De wet van grote aantallen moet niet worden verward met de wet van gemiddelden, die stelt dat de verdeling van uitkomsten in een steekproef (groot of klein) de verdeling van uitkomsten van de populatie weerspiegelt.
De wet van grote aantallen en statistische analyse
Als een persoon de gemiddelde waarde van een dataset van 100 mogelijke waarden wil bepalen, is de kans groter dat hij een nauwkeurig gemiddelde bereikt door 20 datapunten te kiezen in plaats van te vertrouwen op slechts twee. Als de dataset bijvoorbeeld alle gehele getallen van één tot 100 bevat, en de sample maker heeft slechts twee waarden getrokken, zoals 95 en 40, dan kan hij bepalen dat het gemiddelde ongeveer 67,5 is. Als hij doorging met het nemen van willekeurige steekproeven tot 20 variabelen, zou het gemiddelde naar het werkelijke gemiddelde moeten verschuiven naarmate hij meer gegevenspunten in overweging neemt.
Wet van grote aantallen en bedrijfsgroei
In het bedrijfsleven en de financiële wereld wordt deze term soms in de volksmond gebruikt om te verwijzen naar de observatie dat exponentiële groeipercentages vaak niet schaalbaar zijn. Dit is eigenlijk niet gerelateerd aan de wet van grote aantallen, maar kan een gevolg zijn van de wet van afnemende marginale opbrengsten of schaalnadelen.
In januari 2020 werd de door Walmart Inc. gegenereerde omzet bijvoorbeeld geregistreerd op $ 523,9 miljard, terwijl Amazon.com Inc. in dezelfde periode $ 280,5 miljard opbracht.1 Als Walmart de omzet met 50% wilde verhogen, zou ongeveer $ 262 miljard aan inkomsten nodig zijn.
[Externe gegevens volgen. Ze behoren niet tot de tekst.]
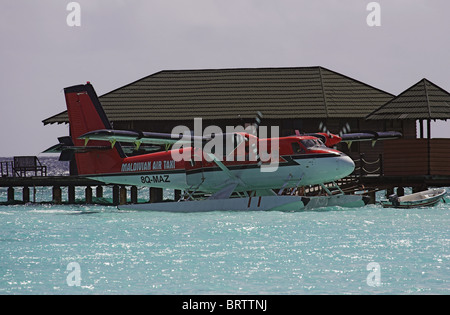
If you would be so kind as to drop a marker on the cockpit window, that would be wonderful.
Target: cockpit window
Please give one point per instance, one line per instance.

Daarentegen zou Amazon de omzet slechts met $ 140,2 miljard hoeven te verhogen om een stijging van 50% te bereiken. Op basis van de wet van grote aantallen zou de verhoging van 50% voor Walmart moeilijker worden geacht dan Amazon.
Dezelfde principes kunnen worden toegepast op andere statistieken, zoals marktkapitalisatie of nettowinst. Als gevolg hiervan kunnen investeringsbeslissingen worden geleid op basis van de bijbehorende moeilijkheden die bedrijven met een zeer hoge marktkapitalisatie kunnen ervaren in verband met de waardestijging van de aandelen.